Turkije doodt tientallen Koerdische rebellen
Bij gevechten tussen het Turkse leger en Koerdische rebellen zijn zeker 54 Koerden gedood. Dat meldt het Turkse staatspersbureau. Gisteren zei de Turkse president Erdogan dat de Koerdische strijders worden vernietigd.
De doden vielen bij gevechten in het zuidoosten van Turkije in Silopi en Cizre aan de grens met Syrië en Irak. In de twee steden werd maandag een avondlijk uitgaansverbod ingesteld in verband met de operatie tegen strijders van de PKK.

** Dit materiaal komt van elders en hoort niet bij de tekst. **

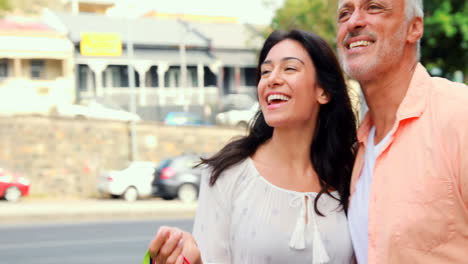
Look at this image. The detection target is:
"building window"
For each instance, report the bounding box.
[31,60,45,79]
[0,59,8,79]
[164,66,180,87]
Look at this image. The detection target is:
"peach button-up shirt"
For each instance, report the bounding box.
[351,64,468,264]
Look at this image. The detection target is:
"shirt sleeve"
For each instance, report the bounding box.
[193,168,234,264]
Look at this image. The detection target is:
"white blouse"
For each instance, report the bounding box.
[193,158,354,264]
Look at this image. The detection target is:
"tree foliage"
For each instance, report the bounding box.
[271,0,338,46]
[270,0,468,80]
[421,0,468,80]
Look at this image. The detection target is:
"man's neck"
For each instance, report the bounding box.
[360,62,417,144]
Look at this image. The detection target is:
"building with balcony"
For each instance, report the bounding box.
[0,20,76,114]
[47,9,262,120]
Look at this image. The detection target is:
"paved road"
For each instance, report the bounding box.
[0,219,193,264]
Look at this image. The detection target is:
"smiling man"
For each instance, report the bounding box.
[337,0,468,264]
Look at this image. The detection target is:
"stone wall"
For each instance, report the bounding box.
[0,116,243,197]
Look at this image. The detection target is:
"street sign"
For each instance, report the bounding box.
[80,32,122,57]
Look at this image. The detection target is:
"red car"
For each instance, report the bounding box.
[0,168,29,202]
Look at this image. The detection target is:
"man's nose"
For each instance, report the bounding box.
[347,9,367,32]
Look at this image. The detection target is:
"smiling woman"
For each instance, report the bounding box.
[144,30,356,263]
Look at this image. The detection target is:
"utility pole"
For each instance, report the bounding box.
[126,18,138,161]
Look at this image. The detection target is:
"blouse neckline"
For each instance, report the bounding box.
[243,157,338,196]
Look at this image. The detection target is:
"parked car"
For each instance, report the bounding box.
[97,161,156,202]
[152,154,201,202]
[216,102,259,128]
[52,100,141,121]
[164,112,204,126]
[0,168,30,202]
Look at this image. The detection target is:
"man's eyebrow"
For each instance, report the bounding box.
[338,1,351,11]
[262,57,305,65]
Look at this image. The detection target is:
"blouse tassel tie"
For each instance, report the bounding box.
[289,195,330,264]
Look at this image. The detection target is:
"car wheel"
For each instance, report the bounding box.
[4,187,21,202]
[122,187,138,202]
[177,183,197,203]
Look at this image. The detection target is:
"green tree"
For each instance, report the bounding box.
[421,0,468,82]
[270,0,338,46]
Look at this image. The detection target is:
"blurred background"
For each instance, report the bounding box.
[0,0,468,264]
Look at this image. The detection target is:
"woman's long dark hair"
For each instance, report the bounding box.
[201,30,356,215]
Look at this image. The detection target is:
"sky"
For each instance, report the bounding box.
[108,0,284,24]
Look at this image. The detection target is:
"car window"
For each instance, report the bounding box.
[158,159,171,170]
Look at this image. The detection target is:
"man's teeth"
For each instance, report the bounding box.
[267,94,289,103]
[349,40,371,49]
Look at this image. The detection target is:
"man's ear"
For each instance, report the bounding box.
[407,17,424,43]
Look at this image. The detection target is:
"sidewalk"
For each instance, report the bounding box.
[0,199,197,224]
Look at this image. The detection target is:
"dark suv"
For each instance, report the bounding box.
[152,154,201,202]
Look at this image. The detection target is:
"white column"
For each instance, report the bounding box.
[234,66,241,93]
[88,60,107,97]
[208,60,224,97]
[13,58,23,78]
[104,67,114,95]
[133,60,152,106]
[158,62,169,106]
[197,63,205,105]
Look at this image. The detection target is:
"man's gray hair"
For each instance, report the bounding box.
[405,0,424,21]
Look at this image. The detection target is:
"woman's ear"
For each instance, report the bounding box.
[317,87,330,104]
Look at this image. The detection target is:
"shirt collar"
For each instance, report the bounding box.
[357,63,430,145]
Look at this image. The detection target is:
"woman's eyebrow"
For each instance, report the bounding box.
[262,57,305,65]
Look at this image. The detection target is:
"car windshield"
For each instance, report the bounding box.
[158,159,171,170]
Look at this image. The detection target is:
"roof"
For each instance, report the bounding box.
[0,20,54,31]
[189,22,263,49]
[52,13,208,47]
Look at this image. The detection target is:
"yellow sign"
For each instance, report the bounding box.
[80,32,122,56]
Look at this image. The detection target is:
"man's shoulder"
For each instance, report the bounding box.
[431,77,468,115]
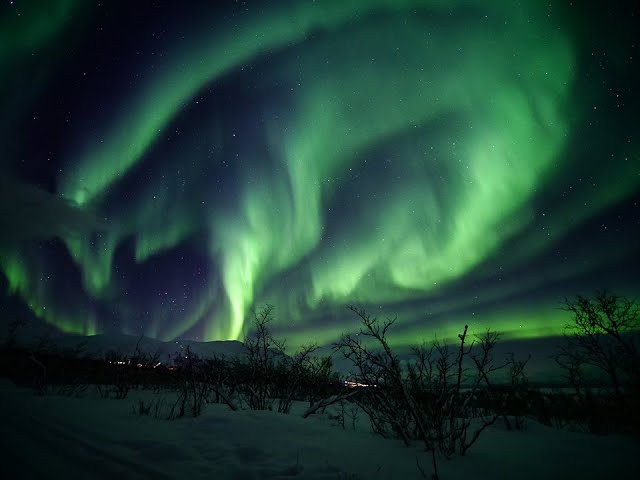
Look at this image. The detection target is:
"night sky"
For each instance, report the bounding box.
[0,0,640,345]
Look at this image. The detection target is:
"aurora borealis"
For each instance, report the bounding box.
[0,0,640,344]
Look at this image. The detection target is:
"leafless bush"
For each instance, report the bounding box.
[555,291,640,434]
[335,307,505,478]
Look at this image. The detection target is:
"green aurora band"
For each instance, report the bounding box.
[0,0,640,344]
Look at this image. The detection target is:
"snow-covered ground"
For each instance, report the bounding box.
[0,380,640,480]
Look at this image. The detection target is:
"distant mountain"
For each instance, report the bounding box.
[8,334,244,363]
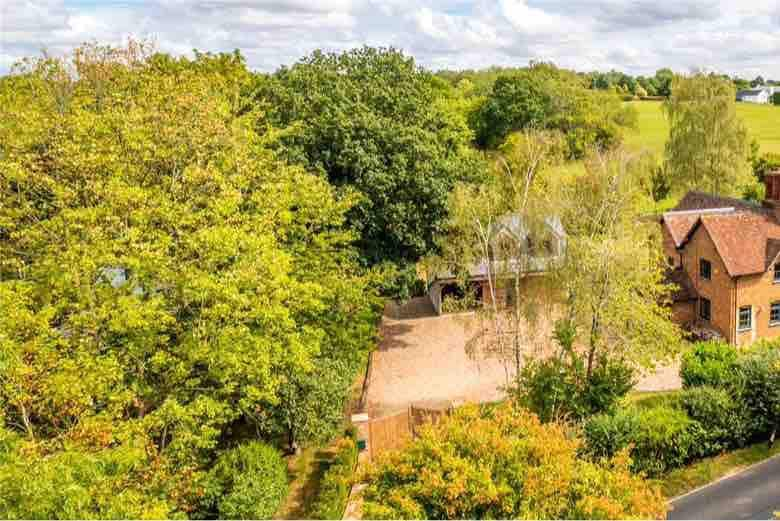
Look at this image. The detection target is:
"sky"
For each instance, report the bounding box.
[0,0,780,80]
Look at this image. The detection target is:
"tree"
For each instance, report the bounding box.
[256,47,481,294]
[475,63,636,158]
[553,150,680,379]
[432,131,565,379]
[663,73,752,194]
[363,404,666,519]
[0,42,376,517]
[654,68,675,98]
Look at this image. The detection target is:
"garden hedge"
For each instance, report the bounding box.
[310,430,358,519]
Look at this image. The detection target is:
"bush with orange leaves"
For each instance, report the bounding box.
[363,404,666,519]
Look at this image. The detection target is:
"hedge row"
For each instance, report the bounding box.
[310,435,358,519]
[583,342,780,476]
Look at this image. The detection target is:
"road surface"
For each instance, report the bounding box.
[669,456,780,519]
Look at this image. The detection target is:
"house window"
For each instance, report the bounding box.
[699,297,711,321]
[769,302,780,326]
[699,259,712,280]
[737,306,753,331]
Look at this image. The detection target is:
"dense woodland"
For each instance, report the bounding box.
[0,42,776,519]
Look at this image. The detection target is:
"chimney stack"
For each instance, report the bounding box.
[764,169,780,222]
[764,169,780,206]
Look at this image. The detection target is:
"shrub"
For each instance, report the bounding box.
[680,341,737,387]
[510,342,634,422]
[584,406,703,476]
[205,441,287,519]
[633,391,683,409]
[732,344,780,437]
[582,361,636,415]
[681,386,749,457]
[310,438,358,519]
[363,403,666,519]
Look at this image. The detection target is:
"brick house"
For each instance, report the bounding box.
[660,171,780,345]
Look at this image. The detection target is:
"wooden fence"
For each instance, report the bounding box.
[368,405,453,459]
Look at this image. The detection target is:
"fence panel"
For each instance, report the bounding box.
[409,405,452,437]
[368,411,412,459]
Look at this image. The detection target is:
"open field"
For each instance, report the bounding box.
[626,101,780,155]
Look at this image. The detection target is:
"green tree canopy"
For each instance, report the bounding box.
[256,47,479,280]
[475,63,636,154]
[0,43,375,517]
[663,73,753,195]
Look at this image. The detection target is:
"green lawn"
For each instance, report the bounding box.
[626,101,780,155]
[658,441,780,499]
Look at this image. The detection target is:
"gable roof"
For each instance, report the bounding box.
[671,190,768,214]
[693,213,776,277]
[738,89,769,96]
[661,190,771,248]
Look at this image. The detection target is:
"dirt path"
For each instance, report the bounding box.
[366,303,680,417]
[367,315,507,417]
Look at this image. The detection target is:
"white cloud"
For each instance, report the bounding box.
[0,0,780,79]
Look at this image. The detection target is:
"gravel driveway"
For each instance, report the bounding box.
[367,315,507,417]
[366,302,680,418]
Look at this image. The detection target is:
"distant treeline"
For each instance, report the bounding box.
[437,67,780,97]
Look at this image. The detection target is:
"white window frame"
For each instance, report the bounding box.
[698,297,712,322]
[699,258,712,280]
[769,302,780,327]
[737,306,753,331]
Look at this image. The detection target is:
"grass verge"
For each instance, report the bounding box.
[274,447,334,519]
[657,441,780,499]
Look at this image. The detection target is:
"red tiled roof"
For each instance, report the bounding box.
[699,212,780,277]
[662,214,699,248]
[672,190,769,214]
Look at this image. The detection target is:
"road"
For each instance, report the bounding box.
[669,456,780,519]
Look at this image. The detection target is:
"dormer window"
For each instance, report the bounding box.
[699,259,712,280]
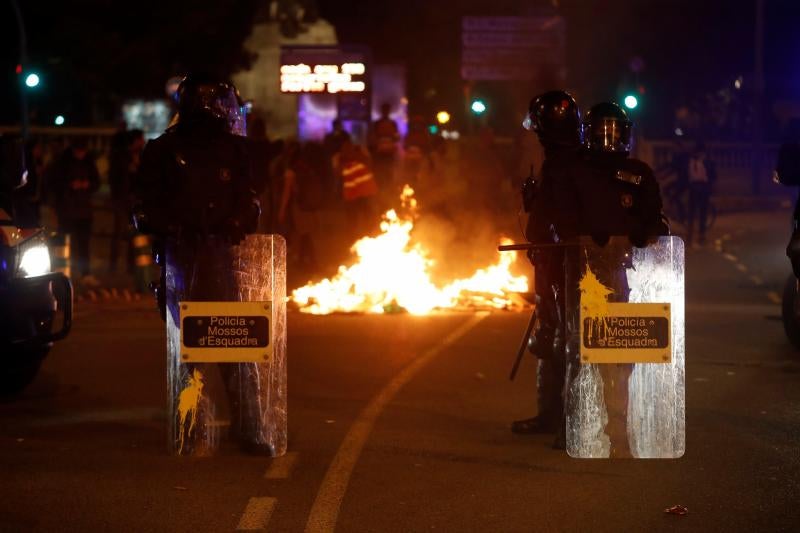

Volgens correspondent Lucas Waagmeester zijn het vooral gefrustreerde jongeren die zich in wijken en stadsdelen verschansen en gevechten aangaan met het leger. "Dit zijn niet PKK-stellingen in de bergen of in het grensgebied ver weg van iedereen, maar dit is echt in stedelijk gebied. Het is echt een stadsguerrilla", aldus Waagmeester. Ooggetuigen zeggen dat het leger in de strijd ook zwaardere wapens gebruikt dan eerder, vertelt Waagmeester.
Onafhankelijksstrijd
De PKK voert sinds 1984 een gewapende strijd voor meer autonomie. Meer dan 40.000 mensen zijn in de strijd omgekomen, voornamelijk Koerden. De afgelopen jaren hebben de naar schatting 15 miljoen Koerden in Turkije geleidelijk wat meer politieke en culturele rechten gekregen.
De laatste tijd zijn de verhoudingen sterk bekoeld en zijn er weer geregeld confrontaties tussen de PKK en het Turkse leger. Waagmeester verwacht dat het geweld nog even voortduurt. "De regering is niet van plan om de strijd te verminderen. Turkije heeft echt te maken met een open conflict in de steden in het zuidoosten en het Turkse leger vecht nu opnieuw tegen zijn eigen burgers, die zich gewapend stevig verzetten", aldus Waagmeester.